SKROWACZEWSKI CONDUCTS : A YOUNG ASHKENAZY MAKES HIS BOWL DEBUT
Making an American debut with one’s sound amplified and distorted as it bounces around the wide, open, distraction-filled spaces of Hollywood Bowl can’t be easy for any pianist.
Doing so at the still-dewy age of 24 must make the prospect even more daunting. Doing so with the romantic rigors of the Rachmaninoff First Concerto must make the precarious plot thicken further.
And doing all of the above when one is blessed--or is it cursed?--with one of the most prestigious names in contemporary pianism must be enough to make any strong musician weak.
Vovka Ashkenazy, son of Vladimir, got over the obvious hurdles Thursday night without a fumble or a stumble. That alone is something of an achievement.

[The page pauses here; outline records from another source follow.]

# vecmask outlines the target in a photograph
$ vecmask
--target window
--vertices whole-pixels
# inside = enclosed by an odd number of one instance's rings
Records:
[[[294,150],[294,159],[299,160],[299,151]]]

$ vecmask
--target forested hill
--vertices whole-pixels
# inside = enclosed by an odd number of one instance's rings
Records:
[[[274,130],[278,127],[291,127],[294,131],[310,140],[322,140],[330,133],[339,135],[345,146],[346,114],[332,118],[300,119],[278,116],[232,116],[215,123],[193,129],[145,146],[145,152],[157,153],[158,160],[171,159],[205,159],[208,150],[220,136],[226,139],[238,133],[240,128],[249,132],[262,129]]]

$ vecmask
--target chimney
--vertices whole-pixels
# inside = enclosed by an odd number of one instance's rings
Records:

He played with nice, seemingly calm authority. He revealed a solid technique, an efficient grasp of the inherent architectural sprawl, a potentially becoming sense of restraint.
He survived the trial by fire of the opening movement with only a few--pardonably few--visits to the cracks between the keys. He surveyed the lyricism of the Andante without resorting to gush--without even hinting at the possibility, in fact. He approached the smash-bang finale with decent energy.

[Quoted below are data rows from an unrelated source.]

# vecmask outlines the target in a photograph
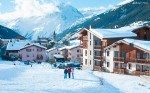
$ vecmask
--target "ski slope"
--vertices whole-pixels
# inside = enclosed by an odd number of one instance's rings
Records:
[[[111,79],[114,78],[108,79],[111,75],[109,73],[104,75],[100,72],[75,69],[75,79],[64,79],[63,69],[53,68],[48,63],[33,64],[32,67],[17,61],[15,63],[13,65],[13,62],[0,61],[0,93],[138,93],[131,88],[131,91],[126,91],[125,88],[118,87],[119,82],[121,86],[122,82],[130,81],[118,79],[117,84],[112,84]],[[103,77],[104,85],[100,84],[99,77]],[[118,77],[122,75],[116,78]],[[142,90],[143,93],[150,93],[147,87]]]

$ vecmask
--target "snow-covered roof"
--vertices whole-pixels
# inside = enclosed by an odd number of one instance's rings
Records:
[[[25,45],[23,48],[21,48],[21,49],[24,49],[24,48],[27,48],[27,47],[30,47],[30,46],[37,46],[37,47],[40,47],[40,48],[43,48],[43,49],[46,49],[46,47],[44,47],[44,46],[41,46],[40,44],[38,44],[38,43],[32,43],[32,44],[30,44],[30,45]]]
[[[28,40],[13,40],[8,43],[6,50],[20,50],[24,48],[25,45],[30,44],[31,41]]]
[[[80,45],[80,40],[71,40],[70,45]]]
[[[55,58],[64,58],[64,56],[61,55],[61,54],[55,54],[54,57],[55,57]]]
[[[132,31],[135,28],[129,26],[118,29],[90,29],[98,38],[121,38],[121,37],[136,37],[137,35]]]
[[[54,48],[48,49],[48,50],[46,50],[46,51],[47,51],[47,52],[50,52],[50,51],[53,51],[53,50],[55,50],[55,49],[57,49],[57,48],[54,47]]]
[[[125,44],[132,44],[134,47],[147,51],[150,53],[150,41],[144,41],[144,40],[136,40],[136,39],[129,39],[129,38],[125,38],[122,40],[119,40],[113,44],[111,44],[110,46],[107,46],[105,49],[108,49],[118,43],[125,43]]]
[[[150,52],[150,41],[144,41],[144,40],[135,40],[135,39],[123,39],[125,42],[128,42],[129,44],[133,44],[136,47],[145,49]]]
[[[59,48],[59,50],[64,50],[64,49],[72,49],[72,48],[75,48],[75,47],[78,47],[80,45],[72,45],[72,46],[65,46],[65,47],[62,47],[62,48]]]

What he didn’t do, unfortunately, was tell us anything interesting, anything new, anything poignant or anything personal about the concerto. For the most part, he contented himself with music-making that tended toward the mechanical. He suffered no indulgences, took no chances, kept the temperature cool.
But there is time.
Stanislaw Skrowaczewski and the Los Angeles Philharmonic, who had opened the program with a brisk and graceful performance of Berlioz’s “Roman Carnival,” provided attentive support for the young soloist. After intermission, they sensitively defined the mist and the splash in both of Ravel’s “Daphnis et Chloe” suites.
Despite the sophisticated music-making, this seemed a bit much of a bland thing.